I commend those of you who have managed to make it this far into Btooom, but I have to question why you started watching it in the first place. Am I seriously suppose to believe that a video game developer somehow accumulated the resources to kidnap dozens of people, put them on a desert island and force them to fight to the death? The premise of the show is so ridiculous that it’s impossible to take it seriously. Unfortunately, I’m going to try to do just that.
Let’s assume for a moment that what I said above actually makes sense. Would people really turn on each other so quickly? In that situation, would a 23 year old NEET actually be able to kill another person?
We have to remember that humans are animals. We can say whatever we want about human achievement, but at the end of the day we are just another mammal in the animal kingdom. As pack animals we naturally cooperate. Sure, there is still violence, but it accounts for a relatively low number of deaths in the world – just about one percent. Even then, this number is much lower in developed nation and significantly higher in war zones and undeveloped countries.
What about the social stigma behind murder?
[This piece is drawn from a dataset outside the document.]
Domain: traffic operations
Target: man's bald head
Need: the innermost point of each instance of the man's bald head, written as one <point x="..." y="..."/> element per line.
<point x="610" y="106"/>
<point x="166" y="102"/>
If you kill another person on purpose in the United States, you will either go to prison for the rest of your life, or you’ll be executed. If it was unintentional, you will still go to prison, and, upon release you’ll likely be ostracized by society. At this point it seems apparent that there are strong natural and societal limiters on murder and violence.
Here’s an interesting example I managed to dig up. During World War II, only fifteen percent of soldiers would fire their weapons at the enemy. It might seem hard to believe, but psychologists reached this result after interviewing thousands of troops at the end of the war. Even when faced with death, soldiers would rather die than kill another human being.
Military training has changed in response to this knowledge. Now, besides just teaching soldiers technical skills, trainers have to override their natural instinct. This leads to the dehumanization of the enemy, and the use of doublespeak terms such as hostile, casualty and eliminate. Even today, with a focused attempt to change soldiers, only fifty percent will shoot to kill.
Ok. I’ve gotten a bit off topic so let’s get back to Btooom! I’ll admit that violence would occur in such a stressful situation but it would be limited. In any case, I don’t think we would see people killing each other over cases of food. If anything, people would group together to find alternate ways off the island, much like Sakamoto has with the old man.
Am I right or wrong? Is it nature that discourages murder, or is it a much more flexible social construct?